WordPress 5.5 has already been downloaded more than 4 million times after its release earlier this week, and it’s time to kick off work on 5.6. Josepha Haden will be leading the release alongside coordinator Dee Teal, with additional leads for Triage (Tonya Mork), Core Tech (Helen Hou-Sandì), Editor Tech (Isabel Brison), Design (Ellen Bauer and Tammie Lister), and several more women managing documentation, accessibility, marketing, testing, and other important aspects of the release. The full squad includes 46 women so far with a couple of roles left to be decided.
When Josepha Haden officially proposed the idea of having an all-women release squad, she emphasized that this doesn’t mean the release can only include contributions from women. In addition to the general objective of shipping a stable and enhanced version of the WordPress, Haden outlined a few more goals for this historic release:
My hope is that with a release squad comprised entirely of people who identify as women, we’ll be able to increase the number women who have that experience and (hopefully) become returning contributors to Core and elsewhere. This doesn’t mean the release will only contain contributions from women. And if our current squad training process is any indication, it also doesn’t mean that we’re asking a squad to show up and do this without support.
Francesca Marano, who worked as release co-lead for WordPress 5.3, published a post announcing the squad as well as the scope of the release. Two major items are already complete: conversion of the widget-editing areas and removal of support for PHP 5.6.x. The squad plans to deliver an impressive array of new features that are still in development:
- Navigation menus block in Core
- Automatic updates for major WordPress Core releases (opt-in)

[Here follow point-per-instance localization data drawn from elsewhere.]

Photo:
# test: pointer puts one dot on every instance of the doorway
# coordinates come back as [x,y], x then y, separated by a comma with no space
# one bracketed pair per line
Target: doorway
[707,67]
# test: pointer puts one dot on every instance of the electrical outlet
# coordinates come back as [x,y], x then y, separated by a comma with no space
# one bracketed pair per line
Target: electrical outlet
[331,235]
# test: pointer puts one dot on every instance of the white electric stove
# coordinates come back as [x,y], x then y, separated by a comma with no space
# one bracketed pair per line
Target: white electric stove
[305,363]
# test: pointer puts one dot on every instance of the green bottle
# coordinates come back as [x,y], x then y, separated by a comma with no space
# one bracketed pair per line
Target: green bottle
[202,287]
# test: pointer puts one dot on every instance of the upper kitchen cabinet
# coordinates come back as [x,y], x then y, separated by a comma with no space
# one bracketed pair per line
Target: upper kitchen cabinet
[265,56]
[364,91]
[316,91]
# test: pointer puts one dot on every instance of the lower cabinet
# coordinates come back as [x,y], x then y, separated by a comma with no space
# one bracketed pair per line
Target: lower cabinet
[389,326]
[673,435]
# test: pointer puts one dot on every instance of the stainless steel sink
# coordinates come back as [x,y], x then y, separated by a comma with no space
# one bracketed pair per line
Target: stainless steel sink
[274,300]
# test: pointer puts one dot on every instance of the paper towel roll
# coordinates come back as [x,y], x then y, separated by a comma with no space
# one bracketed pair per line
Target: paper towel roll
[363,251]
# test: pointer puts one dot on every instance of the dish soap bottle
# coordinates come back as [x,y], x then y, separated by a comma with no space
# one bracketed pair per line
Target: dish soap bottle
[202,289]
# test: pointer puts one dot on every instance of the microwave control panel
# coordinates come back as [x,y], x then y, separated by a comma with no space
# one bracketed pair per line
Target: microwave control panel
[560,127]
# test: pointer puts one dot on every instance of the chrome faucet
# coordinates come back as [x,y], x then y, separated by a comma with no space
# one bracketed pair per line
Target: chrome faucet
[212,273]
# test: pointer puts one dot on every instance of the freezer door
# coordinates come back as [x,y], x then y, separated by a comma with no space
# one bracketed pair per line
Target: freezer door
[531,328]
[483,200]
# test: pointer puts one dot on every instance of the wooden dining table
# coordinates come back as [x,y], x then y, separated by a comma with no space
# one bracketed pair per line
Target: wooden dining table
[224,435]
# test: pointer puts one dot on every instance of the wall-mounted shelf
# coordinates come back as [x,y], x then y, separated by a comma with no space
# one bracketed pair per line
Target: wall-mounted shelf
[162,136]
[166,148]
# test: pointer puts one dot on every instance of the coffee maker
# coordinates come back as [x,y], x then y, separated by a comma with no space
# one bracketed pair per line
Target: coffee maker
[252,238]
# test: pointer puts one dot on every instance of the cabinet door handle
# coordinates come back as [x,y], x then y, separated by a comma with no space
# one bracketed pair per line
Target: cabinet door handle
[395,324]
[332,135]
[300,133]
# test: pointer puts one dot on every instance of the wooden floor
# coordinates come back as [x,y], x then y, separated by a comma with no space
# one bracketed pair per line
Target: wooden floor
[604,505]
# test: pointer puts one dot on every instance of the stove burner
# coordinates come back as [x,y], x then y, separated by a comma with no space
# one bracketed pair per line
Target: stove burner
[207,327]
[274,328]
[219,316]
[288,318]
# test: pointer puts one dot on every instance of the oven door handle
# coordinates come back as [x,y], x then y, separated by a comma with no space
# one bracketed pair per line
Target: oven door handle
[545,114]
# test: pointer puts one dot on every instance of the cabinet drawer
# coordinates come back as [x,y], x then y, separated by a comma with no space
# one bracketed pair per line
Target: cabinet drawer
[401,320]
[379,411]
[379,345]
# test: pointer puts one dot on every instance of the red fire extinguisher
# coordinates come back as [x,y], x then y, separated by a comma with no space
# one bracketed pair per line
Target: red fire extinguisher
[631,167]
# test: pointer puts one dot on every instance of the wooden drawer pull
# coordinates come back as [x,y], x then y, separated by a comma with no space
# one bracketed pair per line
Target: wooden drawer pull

- New features from the block editor upgrades.
- Widgets-editing and Customizer support in Core
- Default theme, including an FSE compatible version
- PHP 8 support
- Public beta of Full Site Editing
A recent tweet from a woman who works as an iOS developer at Quicken Loans, asked if there have ever been women in software development working in leadership roles. Although many projects and organizations have women in such roles for many years (as seen in the replies to the tweet), the question demonstrates why representation still matters. WordPress 5.6 is an opportunity to make many more women leaders visible for people who need to see others like themselves in leadership roles.
So far the community has been very supportive of the plan for an all-women release squad and is rallying around the idea. WordPress 5.6 is the last release planned for the year and is expected to land on December 8, 2020.